The prime minster, Rishi Sunak, had demonstrated his usual level of leadership and didn’t turn up to the vote on the privileges committee report, saying that he was busy elsewhere. Reports suggest that he had a prior commitment to get his inside-leg measured for his first big-boy trousers.

Sunak was, however, obliged to turn up for Prime Minister’s Questions later in the week, when Johnson’s reputation was the hapless victim of a drive-by shooting, after Scottish SNP leader Stephen Flynn asking whether Sunak had “taken his honesty lessons from Boris Johnson”. With the Speaker rebuking Flynn for using Johnson’s name to imply that anyone may be misleading the house, I think this means that no-one is ever allowed to mention Johnson in the Commons again.

Meanwhile Sunak was doing his best to show his commitment to AI (Artificial Ignorance). Pressed by Keir Starmer on the rapidly increasing cost of mortgages, Sunak suggested that the best way to help home-owners was to tackle inflation. There seems to be a disconnect in his AI circuits as he doesn’t seem to recognise that the only tool being used to tackle inflation - increasing interest rates - is precisely the problem.

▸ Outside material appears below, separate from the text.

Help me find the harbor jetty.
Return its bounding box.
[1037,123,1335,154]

He returned to the same theme two days later. “You know what the biggest tax cut that this government could deliver for you and for everyone else is? To halve inflation. That is a massive tax cut, because it is inflation right now that is making everyone poor,” he said. “And that is why we going to make you even poorer,” he didn’t add, “by putting up interest rates so that you pay for the mess we’ve created. Don’t worry about me, though: my hedge funds will do really well out of the inevitable recession we’re causing!”

Of course not. What he actually said was: “I’m here to tell you that I am totally, 100% on it.” Yes, it sounds like it. And whatever he’s on, can I get some? “And it is going to be OK,” he continued, “and we are going to get through this.” Aww, that’s nice. I feel better already. Now, what practical help are you actually offering? Er, Rishi? Where are you going in that helicopter?